Tracy: Well-- That call -- That call means you just murdered me. Mal: No, son. You murdered yourself. I just carried the bullet a while.

'The Message'


Natter 68: Bork Bork Bork  

Off-topic discussion. Wanna talk about corsets, duct tape, or physics? This is the place. Detailed discussion of any current-season TV must be whitefonted.


Consuela - Aug 23, 2011 12:35:17 pm PDT #21824 of 30001
We are Buffistas. This isn't our first apocalypse. -- Pix

So I replied that I called them for help, and they don't call back. Ever.

Well, that's actually promising. You're embarrassing them in public, so they're more likely to do something about it.


Scrappy - Aug 23, 2011 12:37:03 pm PDT #21825 of 30001
Life moves pretty fast. You don't stop and look around once in a while, you could miss it.
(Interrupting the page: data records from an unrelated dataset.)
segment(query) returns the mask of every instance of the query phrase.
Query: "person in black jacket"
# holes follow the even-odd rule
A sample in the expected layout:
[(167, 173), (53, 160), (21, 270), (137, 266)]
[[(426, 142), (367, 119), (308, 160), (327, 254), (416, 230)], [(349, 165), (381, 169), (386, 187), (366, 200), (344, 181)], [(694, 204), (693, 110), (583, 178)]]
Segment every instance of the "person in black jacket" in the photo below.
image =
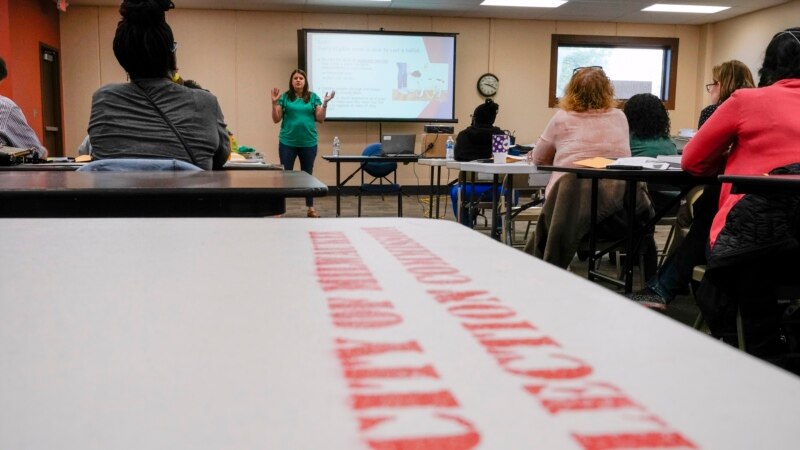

If you don't eventually get help from them, you need to get your car back and find a mechanic who will make the fix illegally. That part will be in the junkyard and it can be gotten and put on in a jiffy. Really. Just don't tell the dealer that's what you are doing.


Amy - Aug 23, 2011 12:38:12 pm PDT #21826 of 30001
Because books.

I agree with Scrappy, Allyson. It's out of warranty anyway.


Darth Cheesecake - Aug 23, 2011 12:38:45 pm PDT #21827 of 30001
I don't like vampires, I'm gonna take a stand and say they're not good.-Xander

I'm a bit surprised that the East coast had an earthquake.

Well I hope that there was no major damage.


Allyson - Aug 23, 2011 12:40:15 pm PDT #21828 of 30001
Wait, is this real-world child support, where the money goes to buy food for the kids, or MRA fantasyland child support where the women just buy Ferraris and cocaine? -Jessica

suela, that's actually the most awesome thing someone has said to me all day. I want to embarrass them.

Scrappy, I hear you, and I've been on the case for a used part.


Sue - Aug 23, 2011 12:41:32 pm PDT #21829 of 30001
hip deep in pie

GM and Chevy are replying to me on Twitter that they'd be happy to help. So I replied that I called them for help, and they don't call back. Ever. I hate this, "I look like I care in public" bullshit.

It works, though. Take advantage of it if there's a way it will help to get your car fixed.


Sophia Brooks - Aug 23, 2011 12:42:09 pm PDT #21830 of 30001
Cats to become a rabbit should gather immediately now here

I was just about to say what scrappy said. The part exists used, and someone will put it on for you.


DavidS - Aug 23, 2011 12:42:46 pm PDT #21831 of 30001
"Look, son, if it's good enough for Shirley Bassey, it's good enough for you."

Well I hope that there was no major damage.

Several pictures are askew!

Lawn furniture is down!

Books have gone atumble off to-be-read piles!


Sophia Brooks - Aug 23, 2011 12:43:32 pm PDT #21832 of 30001
Cats to become a rabbit should gather immediately now here

Is it just the plastic bit, or the whole assembly. Because I definately drove a car for many years without the plastic bit


Scrappy - Aug 23, 2011 12:47:10 pm PDT #21833 of 30001
Life moves pretty fast. You don't stop and look around once in a while, you could miss it.

The dealer will never put in a used part for you--it;s not just illegal, they are contractually obligated to use certain parts. It's all about the CYA. However, they are only step one in this process and if they can't help, fuck 'em. LA is the center of Car Culture, though, and there are zillions of really good mechanics around who know how to find and install used and aftermarket parts. I'm not kidding. Go to any car show and all those gleaming machines have been lovingly restored with parts taken out of other cars or even machined on purpose. And I'm not just talking old cars--we have seen PT Cruisers and Toyota Rav4s and Mustangs and all kinds of newer vehicles at these events. You give the official channels a few more days to get their act together and then take it to the streets.